Yesterday was Mr. Bush's longest domestic political trip since Sept. 11. He recalled that his wife was scheduled to testify before Kennedy's committee that day.

"Before she'd go testify in front of his committee, obviously the evildoers hit America," said Mr. Bush. "I want to thank him publicly, in front of his home folks, for providing such comfort to Laura during an incredibly tough time."

Kennedy has a long history of working with conservative Republicans, such as Sen. Orrin Hatch, R-Utah, on major initiatives. Mr. Bush touts his record of getting along with Democrats when he was governor of Texas.

Neither man, of course, has changed his political spots, so future clashes are inevitable. But it was evident yesterday that they forged a personal relationship.

U.S. Sen. Judd Gregg, R-N.H., U.S. Rep. John Boehner, R-Ohio, and U.S. Rep. George Miller, D-Calif., also traveled with the president on the last leg of the trip that started in Ohio and made a stop in New Hampshire.

Kennedy, whose father and grandfather graduated from Boston Latin, presented Mr. Bush with a replica of the Declaration of Independence, which was signed by five Boston Latin graduates.

The $26.5-billion federal education plan is dubbed by the White House the "No Child Left Behind Act" — a phrase straight from Mr. Bush's 2000 campaign.
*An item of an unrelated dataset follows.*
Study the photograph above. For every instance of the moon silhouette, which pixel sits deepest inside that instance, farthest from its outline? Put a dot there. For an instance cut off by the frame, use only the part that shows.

The measure, approved by Congress last month after a long stalemate, will increase funding for primary and secondary schools and give states and local districts more flexibility in spending that money. It also will require that all students in the third through eighth grades undergo yearly reading and math achievement tests.

Rather than signing the bill at the White House, Mr. Bush traveled to the district of one of its four main sponsors, Representative Boehner.

In a 17-minute speech in Boston, Mr. Bush tried to show that bipartisanship could extend to other issues.

That is not likely, especially as the months dwindle to the November elections. Mr. Bush and the GOP, on one side, and Democratic leaders in the Senate on the other, appear cemented into positions on most issues. The reappearance of a budget deficit has actually increased partisan sniping in Washington.

Democrats have supported Mr. Bush on terrorism and the war. But the Democrats who narrowly control the Senate and the White House remain seriously divided on health care, tax cuts, the economy, renewed budget deficits, and energy and environmental policies.

An unsubtle subtext was the president trying to isloate Senate Majority Leader Tom Daschle, D-South Dakota, who has been sharply critical of Mr. Bush's tax cut and spending priorities.

The measure Mr. Bush signed — even as he joked that he had not read the entire text and did not intend to — will increase federal aid to schools, targeting much of it to those with large numbers of low-income students. It triples spending on literacy programs to $1 billion a year.

It will require annual testing and prompt reporting of results to parents. In schools that fall below certain standards and fail to improve, parents will be allowed to use federal aid for after-school tutoring or to send their children to different public schools or charter schools, but not to private institutions, as Mr. Bush once proposed.

"Now, I've heard some say, well, tests, we're testing too much," said Mr. Bush. "If you don't like to take a test, too bad. Because we need to know, we need to know whether you're learning."

The students at Boston Latin laughed ruefully, but a half-dozen interviews showed that they were excited that the president and Kennedy had chosen their school for the event.

"It is really exciting," said Frankline Ho, a freshman. "It is like a once-in-a-lifetime thing to to be this close to the president."

Congressman Edward Markey, dean of Massachusetts' all-Democratic congressional delegation, said Kennedy deserves credit, but said the bipartisanship on the education bill will not translate to other domestic issues.

"The Republican tax cut is outrageous," Markey said in a brief interview. "It great to talk about education, but how are you going to pay for it with the deficits the tax cut is causing?"